Like VTD systems, computer-controlled alternators come in more than one flavor. GM and Ford use internal voltage regulators that may be commanded by the ECM, while Chrysler uses an external voltage regulator contained completely within the ECM. Generally, Ford vehicles are straightforward and few mix ups ever occur. GM, however, may use the same alternator housing for both computer-controlled and non-computer-controlled alternators on many of their vehicles with similar connectors.
This may present some problems for some mid-to-late 1990s models. During the mid to late ’90s, many GM models went to computer-controlled alternators. In the aftermarket, some alternator part numbers are listed that do not contain a regulator compatible with computer control. If the wrong alternator is installed in the vehicle (it may fit perfectly), the ECM or BCM may generate charging system trouble codes, and the alternator may not charge properly. If your customer experiences these problems, double check the part number and call your supplier for tech support if necessary to determine the proper part number for the application. The part supplier can verify whether or not the internal regulator of a certain part number is compatible with a computer-controlled system.

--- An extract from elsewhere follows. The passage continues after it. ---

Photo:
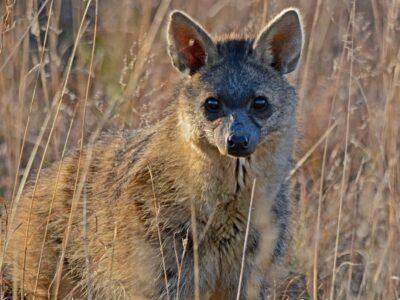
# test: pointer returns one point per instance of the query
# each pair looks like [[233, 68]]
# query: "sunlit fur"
[[139, 190]]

Chrysler vehicles, on the other hand, have been equipped with computer-controlled alternators for more than two decades, with the exception of only a few models. Chrysler ECMs contain an internal voltage regulator that varies alternator field current by varying the pulse width of the alternator field negative circuit. By applying a higher duty cycle to ground on the field negative terminal, the ECM can increase the alternator rate of charge. A lower duty cycle does the opposite, decreasing the alternator rate of charge. If your customer installs a new ECM and experiences the same symptoms as before, there may be other problems in the vehicle. An overcharging condition may be the result of a field negative wire being shorted to ground, or a short in the alternator field ground internally to the housing. A no-charge condition may be the result of a faulty connector, an open in the field positive or negative wires, or a blown fuse.
Understanding these systems can help give you an edge when dealing with technicians and installers that may want to return merchandise that is not actually defective. Asking some of the basic questions above may help keep unnecessary returns from coming back to your store. They may also help your customers get their vehicles back out on the road sooner and more cost effectively.